Hal lainnya, yang krusial dan kritis adalah, "timing", kapan HPS dan
metode peramalan sebaiknya dibuat dan dipersiapkan, "best
practices" menyatakan, HPS dan metode peramalan, sebaiknya dibuat saat
kebutuhan itu direncanakan, untuk membantu membuat budget yang mendekati
presisi, memberi gambaran tentang aktivitas apa saja yang akan terjadi, dan apa langkah yang harus segera dilakukan para pihak terkait proses pengadaan,
pelaksana kegiatan, dan pengawasan.
Apakah ada persepsi bahkan regulasi yang "kurang pas" dengan
"best practices", tersebut?, misalnya:
- Idealnya menggunakan metode peramalan malah menggunakan HPS
- Idealnya menyusun HPS dan metode peramalan saat kebutuhan itu direncanakan,
bukan saat mendekati pelaksanaan proses pengadaan/pembelian.

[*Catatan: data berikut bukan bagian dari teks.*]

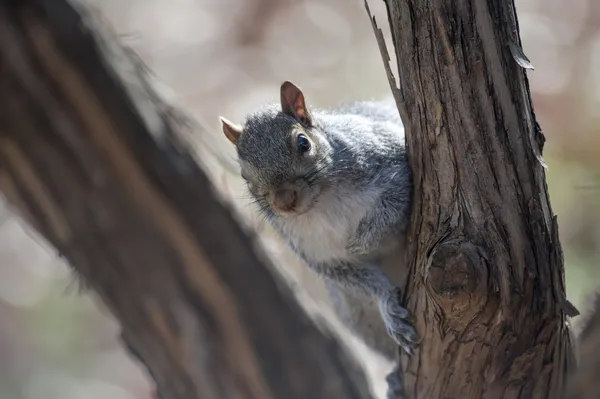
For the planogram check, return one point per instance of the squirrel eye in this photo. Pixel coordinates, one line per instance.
(303, 144)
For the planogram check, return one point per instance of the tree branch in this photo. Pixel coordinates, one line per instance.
(94, 159)
(487, 284)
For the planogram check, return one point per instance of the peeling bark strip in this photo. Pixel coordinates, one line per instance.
(94, 160)
(488, 280)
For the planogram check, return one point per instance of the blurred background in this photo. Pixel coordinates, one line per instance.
(226, 57)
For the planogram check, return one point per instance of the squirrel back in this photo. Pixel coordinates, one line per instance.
(337, 186)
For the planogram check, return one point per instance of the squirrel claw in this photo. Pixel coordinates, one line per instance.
(395, 384)
(398, 323)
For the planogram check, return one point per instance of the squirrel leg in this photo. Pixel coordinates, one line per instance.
(373, 281)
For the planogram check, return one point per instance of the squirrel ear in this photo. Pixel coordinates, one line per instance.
(292, 103)
(231, 130)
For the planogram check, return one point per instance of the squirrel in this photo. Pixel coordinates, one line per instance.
(336, 185)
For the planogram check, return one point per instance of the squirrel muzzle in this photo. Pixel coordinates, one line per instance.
(285, 199)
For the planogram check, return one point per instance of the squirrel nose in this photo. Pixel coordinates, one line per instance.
(285, 199)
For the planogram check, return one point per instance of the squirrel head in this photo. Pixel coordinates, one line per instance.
(283, 156)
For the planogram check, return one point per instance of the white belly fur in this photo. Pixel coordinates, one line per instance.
(322, 234)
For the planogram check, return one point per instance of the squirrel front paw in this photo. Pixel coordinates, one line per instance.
(395, 383)
(398, 321)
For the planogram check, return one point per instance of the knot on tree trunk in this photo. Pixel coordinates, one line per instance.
(456, 279)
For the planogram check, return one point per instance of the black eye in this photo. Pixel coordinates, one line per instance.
(303, 144)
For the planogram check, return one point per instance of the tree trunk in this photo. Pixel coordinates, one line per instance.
(487, 279)
(98, 164)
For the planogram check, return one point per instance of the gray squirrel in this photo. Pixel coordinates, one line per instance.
(337, 187)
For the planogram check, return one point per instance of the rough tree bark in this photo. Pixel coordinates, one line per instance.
(98, 164)
(487, 279)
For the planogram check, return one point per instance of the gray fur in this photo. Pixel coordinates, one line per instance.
(358, 190)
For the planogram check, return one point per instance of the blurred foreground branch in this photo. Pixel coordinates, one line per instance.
(98, 164)
(487, 284)
(584, 383)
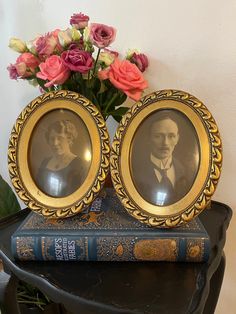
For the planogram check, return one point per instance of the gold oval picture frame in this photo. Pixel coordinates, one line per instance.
(166, 158)
(58, 154)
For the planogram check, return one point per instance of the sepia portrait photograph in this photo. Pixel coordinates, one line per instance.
(165, 157)
(59, 154)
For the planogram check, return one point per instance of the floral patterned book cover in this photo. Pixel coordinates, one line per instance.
(106, 232)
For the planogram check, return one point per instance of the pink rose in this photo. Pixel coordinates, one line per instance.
(26, 64)
(45, 45)
(141, 61)
(79, 20)
(77, 60)
(12, 72)
(102, 35)
(125, 76)
(53, 70)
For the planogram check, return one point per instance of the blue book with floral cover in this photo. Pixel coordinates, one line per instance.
(106, 232)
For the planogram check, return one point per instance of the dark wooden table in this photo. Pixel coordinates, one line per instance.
(135, 287)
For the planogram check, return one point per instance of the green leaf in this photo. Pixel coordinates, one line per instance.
(41, 84)
(8, 200)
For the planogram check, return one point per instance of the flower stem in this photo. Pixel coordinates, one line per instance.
(96, 61)
(110, 102)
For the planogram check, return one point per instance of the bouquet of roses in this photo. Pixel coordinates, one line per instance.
(78, 59)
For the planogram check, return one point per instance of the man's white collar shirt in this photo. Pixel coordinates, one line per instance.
(169, 166)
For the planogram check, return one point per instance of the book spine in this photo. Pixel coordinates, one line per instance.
(109, 248)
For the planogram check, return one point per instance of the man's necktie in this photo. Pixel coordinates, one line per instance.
(165, 186)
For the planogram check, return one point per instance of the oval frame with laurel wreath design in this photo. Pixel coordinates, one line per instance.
(19, 161)
(210, 159)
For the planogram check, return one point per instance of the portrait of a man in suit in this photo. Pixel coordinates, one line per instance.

Dampak dari menerapkan fungsi dan peran HPS serta metode peramalan pada
tempatnya, akan merubah proses pengadaannya itu sendiri, HPS akan dibuat untuk
pekerjaan proyek, pola seleksi penyedianya dengan mekanisme tender.
Kemudian metode peramalan akan dibuat untuk kebutuhan yang berkelanjutan (repeat
order), pola seleksinya dengan memilih salahsatu dari minimum 3 penawaran di
daftar rekanan yang ada di e-Katalog.
Saatnya para akademisi dari disilpin ilmu terkait, praktisi dari berbagai bidang
yang menjalankan proses Procurement dan Supply Chain Management, serta regulator
yang berwenang membuat rambu2 aturan di bidang ini, "duduk bersama"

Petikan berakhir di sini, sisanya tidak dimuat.